A Masterclass with Dave Palmer - 'Singing on Country and Singing for Country': Music in work with Australian Aboriginal communities
About the Workshop
This Master class brings accounts from regional Australia of work that involves being artful and drawing on the arts, music and performance to support healthy communities. In particular the session will draw out how traditional music, visual art, story and contemporary practices can work in tandem to help reinvigorate Aboriginal communities. Three projects will be showcased via the magic of digital platforms such as vimeo, the App Store, and YouTube. This will give you a glimpse of extraordinary work being carried out in beautiful country with people moving from ‘when the world was soft’ (creation times), through early contact with non-Aboriginal people to the present. These ‘visits’ to the Australian desert will be supplemented by a discussion of research and conceptual work that describes in more detail the practice elements of each case study and reviews the international literature concerned with the value of arts in stimulating positive community outcomes. This will include an account of the relationship between arts and the Aboriginal ideas of ‘country’ (called ngurra and boodjar), kin systems (waltja and moort) and Aboriginal knowledge and culture (tjulkalpa and kaitijin). Participants will also be invited to participate in a number of simple practical experiments with arts and perhaps even learn a little Aboriginal language through song.
About the Facilitator
Dave Palmer teaches in Community Development at Murdoch University in Perth, Western Australia. As well as being responsible for undergraduate and postgraduate programmes in community development he has a history of carrying out research examining the value of arts, performance and music in remote area (Aboriginal) community development. Dave considers himself a musical novice but nonetheless loves playing the guitar, ukulele, banjo, mandolin, merlin and didgeridoo.
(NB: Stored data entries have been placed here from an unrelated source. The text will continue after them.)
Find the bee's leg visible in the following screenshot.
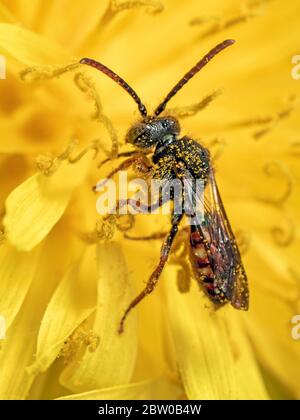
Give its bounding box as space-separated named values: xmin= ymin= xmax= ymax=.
xmin=124 ymin=232 xmax=168 ymax=240
xmin=94 ymin=154 xmax=152 ymax=192
xmin=105 ymin=188 xmax=170 ymax=218
xmin=123 ymin=221 xmax=187 ymax=242
xmin=68 ymin=139 xmax=103 ymax=164
xmin=102 ymin=192 xmax=170 ymax=241
xmin=125 ymin=228 xmax=192 ymax=293
xmin=118 ymin=213 xmax=183 ymax=334
xmin=98 ymin=151 xmax=140 ymax=168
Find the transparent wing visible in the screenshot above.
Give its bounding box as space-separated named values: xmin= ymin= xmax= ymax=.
xmin=202 ymin=169 xmax=249 ymax=310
About Community Development
Community Development (CD) has been taught at The University of Queensland since 1976. Community Development is recognised as one of the School of Social Science core areas of teaching, research and community engagement. Through our work in CD we have two broad goals:
- to foster a vibrant and cooperative culture of research and teaching in community development with the School of Social Science; and
- to engage in dialogue with local and international practitioners in order to promote better teaching, research and practice in community issues.
This registration fee includes tea & coffee on arrival, and a light lunch.